Dispute Negative Items

Negative items are the financial mishaps that impact your credit score— for example, a bill going to collections. If a negative item is outside the statute of limitations or has incorrect information attached, you can dispute it to have the item removed. 

To dispute a negative item, you must write a letter requesting data validation from the creditor. There are many letter templates for removing collections and inquiries to guide the process. The creditor is obligated to respond within 30 days with the data validation. If they fail, you can submit a request to have it removed from your report.

Keep in mind that this process is for incorrect or outdated information; if you missed paying your phone bill last month, you can't have that item removed.

Pay Down Existing Debts

Another factor that impacts your credit score is your existing debt. As long as you make your minimum payments on time, your credit score won't get any worse, as this shows financial responsibility to creditors. However, the ratio of how much you're approved for to how much you borrow also impacts your credit score.

In essence, if you're approved for a $10,000 line of credit and only use $2,000, your credit score will be better than if you borrowed $5,000. Make a plan to pay down existing debts, but don't close the accounts!

Minimize Hard Inquiries

Hard inquiries are a negative item that shows up on your credit score when you seek approval for a loan. While they aren't weighted as heavily as missed payments or collections, they do impact your credit score for up to two years.

When you shop around for a mortgage, do ample research before allowing brokers or banks to pull your full credit report. When you pull your credit report for review, it will not impact your score as it's considered a soft inquiry. 

Create a Financial Plan

While working on your credit score is an important aspect in securing a home loan, it's a temporary fix. Use this opportunity to develop a long-term financial plan that ensures you can keep the home you purchase and still enjoy your lifestyle. 

Consider working with a financial advisor to help develop a budget and strategy so that you can create a healthy relationship with money.

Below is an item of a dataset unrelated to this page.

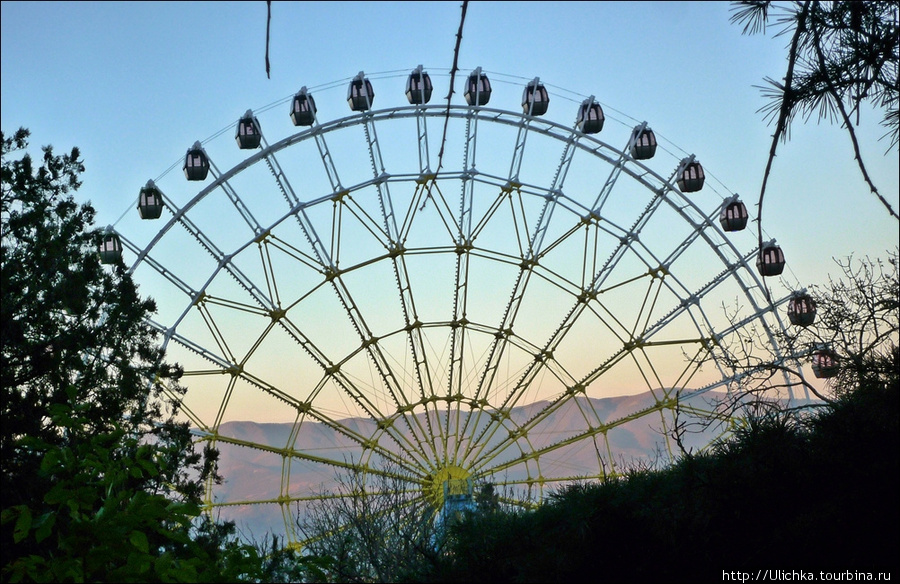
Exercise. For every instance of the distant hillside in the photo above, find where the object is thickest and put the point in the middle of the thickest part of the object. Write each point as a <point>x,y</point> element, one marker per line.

Understand Your Mortgage Options

While you work on your credit report, you should also take the time to understand your mortgage options. There are various types of home loans available, depending on your lifestyle and income threshold. These options have different credit score requirements.

While conventional home loans have higher credit score requirements, there are options for low-income households and veterans with lower credit score requirements. Conventional mortgages have a minimum credit score requirement of 620, which is a healthy target to aim for.

Use this simple guide to help you prepare your credit for a mortgage. Remember to implement smart money management skills and healthy financial habits to be a happy, responsible homeowner.